Park sought to include both biological and statistical aspects of ecology. This is a noble cause. In the context of the development of formal biology - i.e., population genetics (1920s and subsequently) and theoretical mathematical ecology (1950s and 1960s and subsequently) - it is, and remains, difficult to relate (let alone hybridize) these two styles of analyzing, developing, and testing theory and practice. During the 1950s, and more so during the 1960s, compositional concerns were, to a very important extent, lost from ecology and population biology (but see discussions in Levins & Lewontin 1985), and the goal became the establishment of formal analytical equations.

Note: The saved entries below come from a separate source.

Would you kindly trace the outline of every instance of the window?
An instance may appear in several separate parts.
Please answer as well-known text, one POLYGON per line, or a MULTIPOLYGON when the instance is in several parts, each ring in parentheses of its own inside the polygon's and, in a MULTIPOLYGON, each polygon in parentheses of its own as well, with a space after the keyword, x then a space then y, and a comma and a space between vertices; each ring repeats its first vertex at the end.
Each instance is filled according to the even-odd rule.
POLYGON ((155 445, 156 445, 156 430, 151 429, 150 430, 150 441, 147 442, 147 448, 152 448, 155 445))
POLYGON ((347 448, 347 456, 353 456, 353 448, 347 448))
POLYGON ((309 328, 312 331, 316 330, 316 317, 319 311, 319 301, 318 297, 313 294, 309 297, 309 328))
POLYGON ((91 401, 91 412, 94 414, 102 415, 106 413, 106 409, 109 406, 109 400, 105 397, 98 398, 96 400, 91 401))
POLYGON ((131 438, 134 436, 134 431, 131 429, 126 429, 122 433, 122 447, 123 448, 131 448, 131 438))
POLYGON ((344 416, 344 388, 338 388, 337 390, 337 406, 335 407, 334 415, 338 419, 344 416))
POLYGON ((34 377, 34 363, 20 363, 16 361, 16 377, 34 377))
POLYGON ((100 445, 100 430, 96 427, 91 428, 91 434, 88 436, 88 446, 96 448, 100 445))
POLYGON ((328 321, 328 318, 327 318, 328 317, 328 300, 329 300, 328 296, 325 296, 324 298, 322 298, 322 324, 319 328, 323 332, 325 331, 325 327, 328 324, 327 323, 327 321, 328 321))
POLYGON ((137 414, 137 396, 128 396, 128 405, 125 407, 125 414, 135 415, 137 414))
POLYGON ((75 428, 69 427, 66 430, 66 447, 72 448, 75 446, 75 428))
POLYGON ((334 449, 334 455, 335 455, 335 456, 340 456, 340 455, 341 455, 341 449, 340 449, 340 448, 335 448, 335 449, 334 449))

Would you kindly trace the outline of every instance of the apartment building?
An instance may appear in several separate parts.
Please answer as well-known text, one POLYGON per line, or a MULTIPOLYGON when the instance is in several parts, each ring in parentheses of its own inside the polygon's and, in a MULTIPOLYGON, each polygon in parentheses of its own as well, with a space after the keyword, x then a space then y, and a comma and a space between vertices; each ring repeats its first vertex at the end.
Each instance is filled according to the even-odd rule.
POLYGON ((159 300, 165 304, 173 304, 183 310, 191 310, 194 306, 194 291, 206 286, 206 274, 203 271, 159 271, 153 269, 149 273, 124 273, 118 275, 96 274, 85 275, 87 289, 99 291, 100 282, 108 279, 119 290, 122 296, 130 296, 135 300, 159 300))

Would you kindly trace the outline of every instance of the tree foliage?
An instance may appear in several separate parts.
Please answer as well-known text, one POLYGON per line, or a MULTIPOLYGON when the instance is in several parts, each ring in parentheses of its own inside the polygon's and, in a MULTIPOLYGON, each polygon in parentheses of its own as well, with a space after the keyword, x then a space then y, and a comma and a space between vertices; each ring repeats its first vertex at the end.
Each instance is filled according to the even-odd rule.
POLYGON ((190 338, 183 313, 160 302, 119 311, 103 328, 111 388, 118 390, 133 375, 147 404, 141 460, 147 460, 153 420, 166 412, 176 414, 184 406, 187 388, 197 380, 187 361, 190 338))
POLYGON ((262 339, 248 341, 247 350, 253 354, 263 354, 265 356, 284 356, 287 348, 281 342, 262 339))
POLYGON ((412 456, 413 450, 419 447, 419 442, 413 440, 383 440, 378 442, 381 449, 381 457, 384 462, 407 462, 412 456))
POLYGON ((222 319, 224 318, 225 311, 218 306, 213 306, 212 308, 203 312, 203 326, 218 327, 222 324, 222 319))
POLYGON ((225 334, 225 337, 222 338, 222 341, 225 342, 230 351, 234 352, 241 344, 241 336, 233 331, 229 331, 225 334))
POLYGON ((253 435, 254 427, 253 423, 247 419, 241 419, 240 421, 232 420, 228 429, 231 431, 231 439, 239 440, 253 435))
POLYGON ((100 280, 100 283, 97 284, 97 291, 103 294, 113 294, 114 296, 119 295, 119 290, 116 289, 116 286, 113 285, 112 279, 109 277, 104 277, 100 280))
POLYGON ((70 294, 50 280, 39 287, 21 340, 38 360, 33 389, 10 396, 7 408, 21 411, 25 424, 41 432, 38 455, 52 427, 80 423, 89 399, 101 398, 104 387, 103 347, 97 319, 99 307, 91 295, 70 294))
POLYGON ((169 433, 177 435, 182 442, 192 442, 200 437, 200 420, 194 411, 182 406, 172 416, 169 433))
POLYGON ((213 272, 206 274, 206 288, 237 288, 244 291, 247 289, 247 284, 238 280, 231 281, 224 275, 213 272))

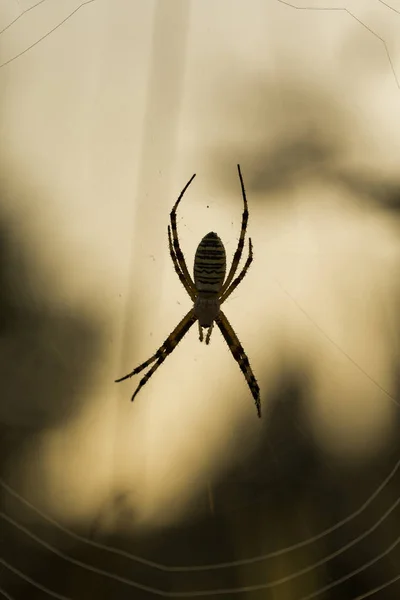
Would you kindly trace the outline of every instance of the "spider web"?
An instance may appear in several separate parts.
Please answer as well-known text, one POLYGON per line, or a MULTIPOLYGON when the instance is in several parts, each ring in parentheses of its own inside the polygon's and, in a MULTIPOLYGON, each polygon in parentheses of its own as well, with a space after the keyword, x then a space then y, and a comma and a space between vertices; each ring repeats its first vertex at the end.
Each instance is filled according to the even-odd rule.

A full exploration of the demise of the compositional style in ecology and in biological social science, a style so strongly endorsed by the Chicago School of Ecology, would require a complementary investigation of the rise of formal ecology, including the role played by Thomas Park and Sewall Wright (for roughly half a page of mathematical population genetic theory written by Wright, see Allee et al. 1949, 649). This is beyond the scope of the current paper.
As a future component of this project, insightful criticisms of the syntheticunificationist biological social science project at Chicago, such as those articulated by Simpson (1941) and Novikoff (1945), and even by allies such as Needham (1945) should be explored. What is of interest with these concerns, in contrast to G.C. Williams' criticisms, for example, is that the former were still wholly within the compositional framework. Neither Simpson nor Novikoff criticized the hierarchical part-whole conception adopted by the Chicago Group. That had changed by the time of Williams (1966).